As New York Supreme Court Justice Juan Merchan was providing jurors in Donald Trump’s Manhattan criminal trial with instructions aimed at guiding their deliberations, his words — the last jurors will hear before the case is entirely in their hands — were shared with the world by journalists sitting in the courtroom. And one particular instruction quickly became the latest iteration of the pro-Trump right’s effort to cast the entire trial as inherently biased against the former president.
“Judge Merchan just told the jury that they do not need unanimity to convict,” Fox News’s John Roberts wrote on social media.” “4 could agree on one crime, 4 on a different one, and the other 4 on another. He said he would treat 4-4-4 as a unanimous verdict.”
As people immediately pointed out, this is false. The 34 felony charges Trump faces allege that he falsified business records (or caused them to be falsified) to cover up another crime; specifically, conspiracy to influence an election by unlawful means. Merchan’s point wasn’t that unanimity wasn’t needed to convict Trump; it is. His point was that jurors didn’t need to agree on the unlawful means used in that conspiracy to determine that Trump attempted to cover up the conspiracy. Four of them could think the unlawful means was falsifying other documents or four might think it was violating federal election law. It didn’t matter.
Roberts’s framing was quickly picked up by right-wing commentators. There was outrage: How could this judge — this judge already pilloried by Trump’s allies — set so low a bar for sending Trump to prison? He didn’t, but the right was ready to believe that he somehow had, because for months so much of what they have heard about the case is that it and the judge overseeing it are illegitimate.
Donald Trump has deployed this tactic in response to investigations into his actions for years. When news reports about Russia’s efforts to influence the 2016 election first emerged, Trump quickly disparaged the reports as false and the intelligence community officials who were sources for the story as biased against him. Every accusation, however robustly founded, became a “hoax” that was simply evidence of how much the people in power were out to get him — even when he was the most powerful person in the free world.

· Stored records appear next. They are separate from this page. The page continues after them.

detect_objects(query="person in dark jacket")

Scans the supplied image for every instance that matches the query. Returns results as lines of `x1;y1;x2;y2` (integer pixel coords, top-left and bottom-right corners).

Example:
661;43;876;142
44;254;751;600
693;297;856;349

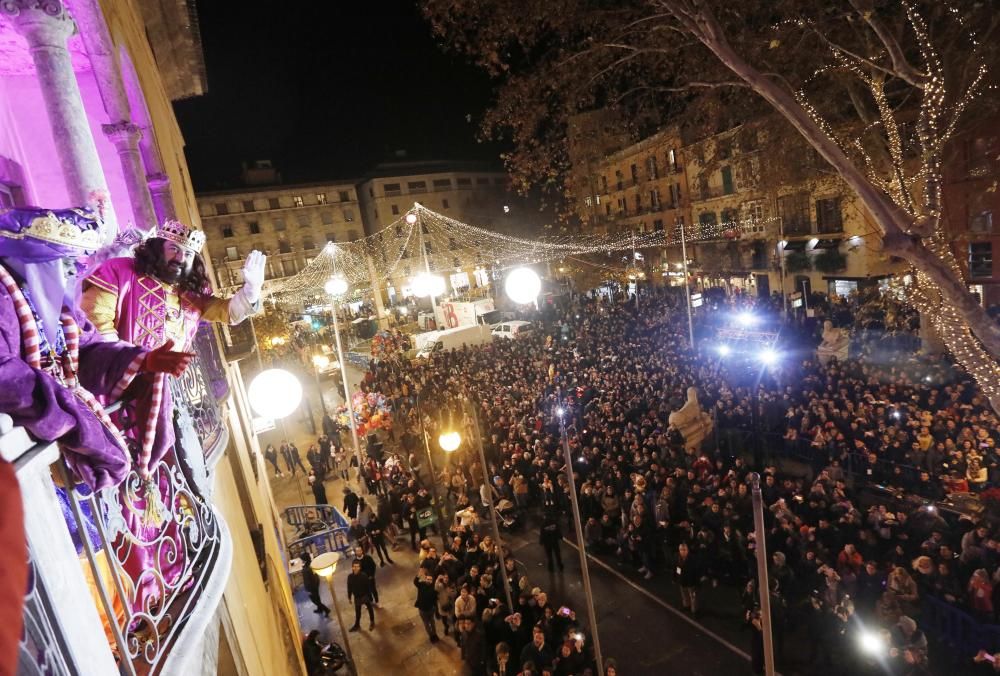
300;552;330;617
353;545;380;605
414;566;440;642
344;487;360;520
347;560;376;631
675;542;701;615
459;617;486;674
302;630;325;676
520;625;556;673
310;475;329;505
540;514;565;573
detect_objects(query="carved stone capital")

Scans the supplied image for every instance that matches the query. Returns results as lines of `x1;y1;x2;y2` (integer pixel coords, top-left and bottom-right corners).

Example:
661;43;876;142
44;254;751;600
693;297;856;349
1;0;74;45
101;120;142;147
146;172;171;192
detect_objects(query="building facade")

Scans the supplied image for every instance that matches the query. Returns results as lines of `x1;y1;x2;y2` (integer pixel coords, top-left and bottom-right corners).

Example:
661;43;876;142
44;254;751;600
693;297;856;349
196;171;361;294
943;125;1000;307
0;2;303;674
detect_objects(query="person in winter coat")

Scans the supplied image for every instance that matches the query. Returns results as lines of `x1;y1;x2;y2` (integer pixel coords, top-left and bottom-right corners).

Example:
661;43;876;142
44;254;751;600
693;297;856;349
539;514;565;572
347;560;376;631
675;542;701;615
414;567;440;642
434;571;457;636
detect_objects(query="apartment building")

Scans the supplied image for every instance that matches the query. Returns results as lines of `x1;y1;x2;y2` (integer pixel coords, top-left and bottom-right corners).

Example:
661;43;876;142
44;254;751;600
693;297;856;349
357;159;532;304
943;125;1000;306
197;167;361;293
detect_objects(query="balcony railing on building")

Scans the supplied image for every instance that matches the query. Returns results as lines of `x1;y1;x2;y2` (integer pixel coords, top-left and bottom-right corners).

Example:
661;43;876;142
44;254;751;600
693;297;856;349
12;323;231;676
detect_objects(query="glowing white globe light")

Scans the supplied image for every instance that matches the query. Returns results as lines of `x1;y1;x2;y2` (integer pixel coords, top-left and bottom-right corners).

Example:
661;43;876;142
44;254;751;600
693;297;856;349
505;267;541;305
405;213;418;225
248;369;302;419
438;431;461;452
324;276;349;296
759;348;778;365
717;344;731;356
411;273;445;298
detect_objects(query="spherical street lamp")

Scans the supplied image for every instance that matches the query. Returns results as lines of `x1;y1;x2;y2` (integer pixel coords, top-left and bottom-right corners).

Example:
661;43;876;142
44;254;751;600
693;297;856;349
248;368;302;419
411;273;445;298
505;267;541;305
405;212;418;225
438;430;462;453
325;276;349;297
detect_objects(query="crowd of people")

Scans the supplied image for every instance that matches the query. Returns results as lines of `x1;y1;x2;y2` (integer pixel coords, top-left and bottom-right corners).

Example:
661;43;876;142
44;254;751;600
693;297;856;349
336;284;1000;675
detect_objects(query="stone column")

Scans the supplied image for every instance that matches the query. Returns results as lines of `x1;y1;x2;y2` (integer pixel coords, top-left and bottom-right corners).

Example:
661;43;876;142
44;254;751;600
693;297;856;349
4;1;116;230
146;172;176;223
102;121;157;229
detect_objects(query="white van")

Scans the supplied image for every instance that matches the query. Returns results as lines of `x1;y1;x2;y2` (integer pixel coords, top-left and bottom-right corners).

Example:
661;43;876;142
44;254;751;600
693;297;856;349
415;324;493;358
491;320;534;340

It’s been a pattern of inoculation against efforts to hold him accountable that has been unceasing and obviously successful. When CBS News recently asked Americans how they viewed Trump’s criminal trial, three-quarters of Republicans and Democrats each said they had heard at least some news about the trial. But three-quarters of Republicans also said that Trump was not guilty of a crime — and most said they didn’t believe that the jury would determine that he was. Among Democrats, views were reversed.
How are partisan views so different? Because the trial has been depicted through a partisan lens, particularly by Trump and his allies. The former president has been unrelenting in disparaging the judge and the process as biased. When Merchan imposed limits on his ability to bad-mouth witnesses or others associated with the trial, Trump took to waving sheaves of paper at reporters suggesting the array of legal experts (almost uniformly ones on the right) who agreed that the whole case was improperly brought and/or an example of deep-seated bias against him. On his Truth Social account, such stories or posts from allies constantly litter his feed. If you receive any communication from Trump at all, you have, in the past month, been subjected to disparagements of what’s happening in Manhattan.
Over the course of the trial, Fox News has spent less time mentioning it or Merchan than have its main competitors. Fox News has, however, more often shown hosts or commentators refer to “weaponization” or “lawfare” — terms Trump uses often to suggest that the trial is political in nature.
If you are a Republican who tracks Trump’s comments or watches Fox News, you may have indeed heard a lot about the trial. And what you are likely to have heard is that the trial is invalid and contrived, an effort to keep Trump off the campaign trail — over the short term while he was in court or over the long term, should he have to serve a sentence.
This effort to inoculate his base against a negative outcome is very familiar. Four years ago, Trump was engaged in a similar effort, pushing false claims about the risks of voter fraud as the 2020 presidential election approached. His goal then was similar to his goal now: Make his base reject an unfavorable outcome by presenting it beforehand as illegitimate.
This time, though, the inoculation effort not only serves to delegitimize the trial but to bolster his political position. Since the first criminal charges were filed, it has been clear that Trump sees his legal travails as intertwined with his political efforts. That is partly because being reelected as president will allow him to potentially submarine the federal charges he faces. It is also, in part, because Trump’s 2024 campaign is centered on the idea that he is under attack and needs his supporters to have his back. The trials serve that purpose nicely.
It is not clear how the jury will assess the evidence in the Manhattan trial. The case is not open-and-shut, by any stretch. But if the jurors assess the evidence and the letter of the law and find that Trump committed the crimes with which he is charged, there is little reason to think that the result will be accepted by Trump’s supporters on Fox News or anywhere else in the country.
If so many refuse to acknowledge that he lost the election after consuming the rhetoric of Trump and his allies, why would they now acknowledge the validity of a trial they have been told is invalid?